Problems of the NWFP

       This province suffers from the above drawbacks as well as additional ones. 

–         The MDG goals need to be more closely aligned with other provincial activities under taken through different policy reform programme like the MTDF, PRSP or the new World Bank credit. The throw-forward of all the policy prescriptions will be way beyond this province’s capacity; we are in many ways mimicking the regime prevailing during the period of the Social Action Plan, which was again a pro-poor programme, which met an untimely end. Are the MDGs heading the same way  a monetary melt down? I hope not because that will be tragic.

–         The emphasis of the reform agenda is primarily to focus on increasing employment in the private sector as the main weapon for removal of poverty.  For instance the PRSP-II approved by the NWFP cabinet projects an increase in job creation between 2005-10 of 1.2 million in the private sector and a reduction of unemployment from 13% to 9.6%.  Both measures will need job creation of above 2, 50,000 jobs per year; under the existing circumstances the target appears too ambitious.

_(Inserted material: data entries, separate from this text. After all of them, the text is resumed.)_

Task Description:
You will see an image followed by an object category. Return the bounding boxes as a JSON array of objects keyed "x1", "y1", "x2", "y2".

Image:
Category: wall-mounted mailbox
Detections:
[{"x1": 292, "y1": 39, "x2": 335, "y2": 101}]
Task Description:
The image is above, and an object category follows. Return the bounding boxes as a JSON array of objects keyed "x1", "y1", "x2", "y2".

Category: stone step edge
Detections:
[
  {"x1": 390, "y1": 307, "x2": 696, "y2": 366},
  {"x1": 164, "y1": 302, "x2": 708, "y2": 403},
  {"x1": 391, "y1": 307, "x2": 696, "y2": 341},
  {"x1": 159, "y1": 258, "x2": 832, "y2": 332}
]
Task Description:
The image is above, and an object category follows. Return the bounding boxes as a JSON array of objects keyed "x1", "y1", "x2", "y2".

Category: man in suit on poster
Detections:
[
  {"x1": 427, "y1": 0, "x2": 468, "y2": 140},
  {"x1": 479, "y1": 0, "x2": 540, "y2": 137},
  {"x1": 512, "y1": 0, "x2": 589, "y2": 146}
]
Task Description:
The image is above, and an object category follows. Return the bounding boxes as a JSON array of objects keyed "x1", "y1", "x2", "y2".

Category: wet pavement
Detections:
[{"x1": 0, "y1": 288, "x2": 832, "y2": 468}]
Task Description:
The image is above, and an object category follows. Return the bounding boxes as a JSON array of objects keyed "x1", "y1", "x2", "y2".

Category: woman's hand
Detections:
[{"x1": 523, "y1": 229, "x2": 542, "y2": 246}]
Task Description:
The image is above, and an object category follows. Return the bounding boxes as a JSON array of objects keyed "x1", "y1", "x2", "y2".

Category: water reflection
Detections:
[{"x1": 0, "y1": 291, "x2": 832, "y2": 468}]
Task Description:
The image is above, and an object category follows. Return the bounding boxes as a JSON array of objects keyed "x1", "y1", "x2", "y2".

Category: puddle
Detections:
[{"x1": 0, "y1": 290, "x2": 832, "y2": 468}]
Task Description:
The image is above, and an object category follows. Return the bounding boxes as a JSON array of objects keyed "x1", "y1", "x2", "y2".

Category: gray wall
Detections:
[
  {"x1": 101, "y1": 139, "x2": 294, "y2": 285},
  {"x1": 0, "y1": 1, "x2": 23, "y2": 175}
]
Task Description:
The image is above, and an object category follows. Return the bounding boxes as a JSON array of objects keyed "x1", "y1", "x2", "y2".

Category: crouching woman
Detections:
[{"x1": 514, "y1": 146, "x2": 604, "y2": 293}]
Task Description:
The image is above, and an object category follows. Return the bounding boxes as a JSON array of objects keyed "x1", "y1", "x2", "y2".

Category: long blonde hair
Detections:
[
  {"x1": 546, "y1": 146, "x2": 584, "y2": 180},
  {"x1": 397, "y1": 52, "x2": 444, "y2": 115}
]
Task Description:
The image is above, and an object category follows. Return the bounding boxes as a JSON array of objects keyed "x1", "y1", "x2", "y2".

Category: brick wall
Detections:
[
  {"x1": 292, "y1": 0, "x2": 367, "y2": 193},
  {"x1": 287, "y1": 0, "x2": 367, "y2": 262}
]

–         The areas in which capacity is required within government to manage the PRSP-II reforms is beyond the present or the likely future capacity of government. Therefore, we must be creative and begin delivery of services and programmes through civil society organizations, which are regulated by government but which leave no pension or other traces on the fragile financial profile of NWFP. 

–         There are no indicators to suggest that the capture of reform process by the vested interest has been less than in the past; we have as yet not found the formula of who will watch the watchman?

–         The expenditure accountability levels are not robust and policy is driven more by maintaining security of finances rather than provision of better services to the poor; jobbery rules priorities.

–         The Finances of the province are so dependent upon centralized distribution by the federation (90%), that a small problem could be calamitous for the financial managers.

–         Although there is devolution from the province to the district yet there is no such transfer from the federal to the provincial level. 

–         Sadly, the federal ministries have begun preparation of PC I, projects for meeting MDG targets based on federal rather than provincial leadership; this will further reduce the provinces capacity and will disempower it even more. This will not help the pro-poor policies which the province and the donor community support for this province. 

Khalid Aziz is a former civil service officer, having more than 30 years experience with an outstanding service record in various jobs under the federal and provincial governments. He headed the KP Planning, Environment & Development Department for six years and played a major role in transforming KP. He also headed the province as its Chief Secretary. After government service he started his own development consultancy firm in 2003. He writes extensively on the region.